En algunas zonas de Chiapas, la bebida de origen prehispánico se llama taxcalate o tascalate. Se registró como una de las bebidas originarias, en 1566, por parte del obispo Diego de Landa. Para hacerla, se utiliza tortilla de maíz tostada, molida y mezclada con cacao tostado, piñones, achiote, canela y azúcar. Se hace una mezcla que después se diluye en agua o leche para servirse en frío.

Otras dos bebidas muy ricas son el tejate y el atlaquetzalli. El tejate es popular entre los indígenas zapoteco y mixteco. Se hace a base de maíz, el ingrediente típico de Oaxaca; en la época prehispánica se usaba con fines ceremoniales. Este preparado era considerado como una bebida de los dioses. Requería de manos especializadas que no olvidaran nunca usar harina tostada de maíz, semillas de mamey, granos de cacao fermentados y flor o rosita de cacao. Tiene una espuma pastosa que ayuda a reconocer cuándo está lista para beberse.

“Una vez que lo mueles en el metate, te queda una pasta a la que le agregas agua, azúcar, y se revuelve todo para que te quede una pasta líquida pero espesa. Eso sí, la tienes que colar muchas veces para que le des el toque final, y después ya le agregas el hielo. Ya para que te salga la espuma en el vaso, a la hora de servirlo lo haces con cierta distancia y ahí te sale la espumita”, dijo la chilatera.
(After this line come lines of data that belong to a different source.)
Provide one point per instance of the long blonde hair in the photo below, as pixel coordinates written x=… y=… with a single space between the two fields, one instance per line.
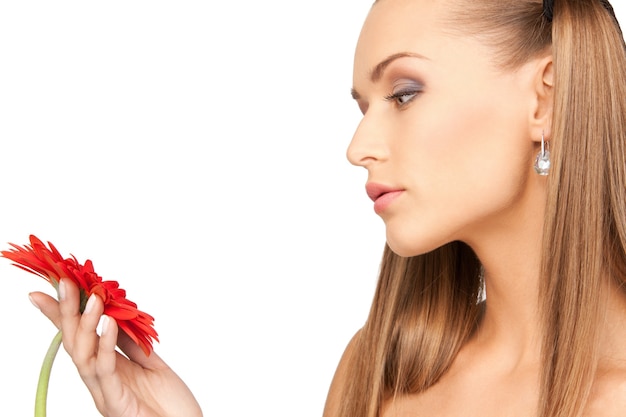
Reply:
x=426 y=307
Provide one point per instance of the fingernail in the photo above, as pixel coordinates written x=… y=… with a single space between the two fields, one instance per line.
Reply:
x=90 y=301
x=33 y=302
x=104 y=325
x=61 y=290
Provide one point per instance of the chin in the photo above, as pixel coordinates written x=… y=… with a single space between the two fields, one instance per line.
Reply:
x=408 y=246
x=408 y=250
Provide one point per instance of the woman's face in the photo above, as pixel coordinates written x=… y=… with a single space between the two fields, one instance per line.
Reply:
x=445 y=135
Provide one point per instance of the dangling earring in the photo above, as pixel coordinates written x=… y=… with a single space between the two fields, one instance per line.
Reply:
x=542 y=162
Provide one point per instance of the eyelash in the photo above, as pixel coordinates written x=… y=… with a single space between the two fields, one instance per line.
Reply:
x=400 y=94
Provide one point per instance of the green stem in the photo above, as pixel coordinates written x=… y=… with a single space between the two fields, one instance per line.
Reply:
x=44 y=376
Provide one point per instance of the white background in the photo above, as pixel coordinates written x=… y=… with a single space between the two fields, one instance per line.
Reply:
x=194 y=151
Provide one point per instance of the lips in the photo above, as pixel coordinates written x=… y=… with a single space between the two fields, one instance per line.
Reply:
x=375 y=191
x=382 y=195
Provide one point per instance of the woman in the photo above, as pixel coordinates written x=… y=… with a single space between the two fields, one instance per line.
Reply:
x=500 y=289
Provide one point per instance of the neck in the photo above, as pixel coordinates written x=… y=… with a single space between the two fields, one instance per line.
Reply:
x=510 y=252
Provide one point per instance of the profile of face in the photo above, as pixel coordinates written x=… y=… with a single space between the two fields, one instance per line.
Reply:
x=447 y=137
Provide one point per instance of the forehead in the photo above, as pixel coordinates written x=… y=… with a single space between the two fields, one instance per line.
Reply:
x=409 y=26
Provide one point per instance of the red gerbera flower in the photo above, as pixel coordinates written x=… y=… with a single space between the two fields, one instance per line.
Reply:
x=48 y=263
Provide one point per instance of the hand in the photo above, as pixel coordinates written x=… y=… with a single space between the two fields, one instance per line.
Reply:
x=132 y=386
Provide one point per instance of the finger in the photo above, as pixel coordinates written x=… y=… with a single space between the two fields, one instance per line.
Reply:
x=86 y=339
x=69 y=299
x=136 y=354
x=110 y=382
x=48 y=306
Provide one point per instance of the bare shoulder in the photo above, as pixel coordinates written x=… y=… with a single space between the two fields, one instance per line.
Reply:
x=608 y=396
x=333 y=401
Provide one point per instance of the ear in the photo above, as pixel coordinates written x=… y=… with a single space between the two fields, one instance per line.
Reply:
x=543 y=99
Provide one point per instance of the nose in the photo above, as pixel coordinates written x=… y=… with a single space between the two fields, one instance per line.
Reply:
x=367 y=145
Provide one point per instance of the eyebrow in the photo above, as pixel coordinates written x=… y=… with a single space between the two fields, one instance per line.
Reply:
x=378 y=71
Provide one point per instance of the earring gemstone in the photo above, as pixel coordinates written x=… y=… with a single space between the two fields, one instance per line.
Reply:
x=542 y=163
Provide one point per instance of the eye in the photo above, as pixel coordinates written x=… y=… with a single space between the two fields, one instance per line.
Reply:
x=404 y=92
x=402 y=97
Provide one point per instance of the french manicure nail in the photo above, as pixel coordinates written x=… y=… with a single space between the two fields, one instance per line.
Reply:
x=105 y=325
x=33 y=302
x=61 y=290
x=90 y=301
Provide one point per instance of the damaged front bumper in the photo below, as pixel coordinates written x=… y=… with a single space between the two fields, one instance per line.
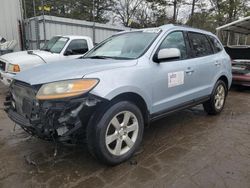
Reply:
x=61 y=120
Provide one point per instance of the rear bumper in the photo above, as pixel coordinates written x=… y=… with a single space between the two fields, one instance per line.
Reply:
x=6 y=78
x=243 y=80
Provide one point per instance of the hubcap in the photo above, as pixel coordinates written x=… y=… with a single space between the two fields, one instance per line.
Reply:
x=219 y=97
x=122 y=133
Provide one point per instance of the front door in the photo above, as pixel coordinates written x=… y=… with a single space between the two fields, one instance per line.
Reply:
x=174 y=80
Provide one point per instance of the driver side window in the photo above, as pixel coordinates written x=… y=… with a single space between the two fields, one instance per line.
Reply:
x=77 y=47
x=175 y=40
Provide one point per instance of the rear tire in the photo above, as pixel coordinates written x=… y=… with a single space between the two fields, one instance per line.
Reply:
x=115 y=133
x=217 y=100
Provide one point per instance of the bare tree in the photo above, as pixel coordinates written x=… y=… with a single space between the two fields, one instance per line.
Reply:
x=126 y=10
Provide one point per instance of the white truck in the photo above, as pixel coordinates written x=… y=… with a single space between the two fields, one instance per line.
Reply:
x=57 y=49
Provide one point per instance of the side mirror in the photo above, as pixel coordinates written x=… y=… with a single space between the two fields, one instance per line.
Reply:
x=167 y=54
x=68 y=52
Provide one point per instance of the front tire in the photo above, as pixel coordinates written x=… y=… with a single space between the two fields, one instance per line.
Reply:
x=217 y=100
x=115 y=133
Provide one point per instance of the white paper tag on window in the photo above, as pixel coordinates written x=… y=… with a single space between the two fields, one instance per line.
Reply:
x=175 y=78
x=63 y=39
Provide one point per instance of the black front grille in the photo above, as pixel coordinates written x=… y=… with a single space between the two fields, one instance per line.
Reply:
x=23 y=96
x=2 y=65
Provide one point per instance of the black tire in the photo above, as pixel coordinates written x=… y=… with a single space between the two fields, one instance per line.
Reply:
x=97 y=132
x=210 y=105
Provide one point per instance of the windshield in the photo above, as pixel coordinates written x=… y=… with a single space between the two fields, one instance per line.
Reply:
x=124 y=46
x=55 y=45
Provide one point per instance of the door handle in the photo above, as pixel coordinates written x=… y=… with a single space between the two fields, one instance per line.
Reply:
x=217 y=63
x=189 y=71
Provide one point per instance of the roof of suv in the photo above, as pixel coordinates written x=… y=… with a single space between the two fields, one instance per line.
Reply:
x=173 y=26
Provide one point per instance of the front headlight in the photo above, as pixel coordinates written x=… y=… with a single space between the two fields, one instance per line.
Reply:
x=63 y=89
x=13 y=68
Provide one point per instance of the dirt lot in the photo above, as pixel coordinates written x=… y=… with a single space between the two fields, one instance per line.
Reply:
x=187 y=149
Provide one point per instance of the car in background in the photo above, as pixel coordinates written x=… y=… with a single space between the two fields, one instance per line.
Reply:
x=240 y=56
x=121 y=85
x=238 y=48
x=57 y=49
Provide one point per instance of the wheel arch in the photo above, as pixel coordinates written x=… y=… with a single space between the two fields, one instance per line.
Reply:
x=224 y=79
x=137 y=100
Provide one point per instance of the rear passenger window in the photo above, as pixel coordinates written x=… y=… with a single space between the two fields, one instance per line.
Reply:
x=200 y=44
x=175 y=40
x=216 y=44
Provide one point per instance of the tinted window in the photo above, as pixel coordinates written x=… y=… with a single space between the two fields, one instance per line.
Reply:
x=77 y=47
x=216 y=45
x=200 y=44
x=175 y=40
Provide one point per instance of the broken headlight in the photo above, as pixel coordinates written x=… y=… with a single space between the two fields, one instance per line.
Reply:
x=63 y=89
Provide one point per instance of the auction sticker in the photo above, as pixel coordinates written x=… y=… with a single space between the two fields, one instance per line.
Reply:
x=175 y=78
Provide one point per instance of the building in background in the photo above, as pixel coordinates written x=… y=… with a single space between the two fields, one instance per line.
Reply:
x=42 y=28
x=10 y=21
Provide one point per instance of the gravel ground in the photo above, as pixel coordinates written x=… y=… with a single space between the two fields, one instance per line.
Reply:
x=186 y=149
Por último, sin ser menos importante, el atlaquetzalli, o “agua preciosa”, según relató el padre Sahagún en sus crónicas durante La Conquista, se vendía con gran demanda en los mercados, sobre todo a la gente de la alta sociedad. Era una bebida roja, espumosa y amarga, muy codiciada en el pasado. La forma de preparación requería desde el principio la molienda de café, y la selección, remojo, filtro y aireo de los ingredientes; se espumaba de manera particular. Llevaba elementos naturales como semillas de cacao, chiles, flores, orejuela, vainilla, teonacaztle, acuyol, miel de abejas silvestres, flor de magnolia y varias hierbas aromáticas, entre ellas la hoja santa.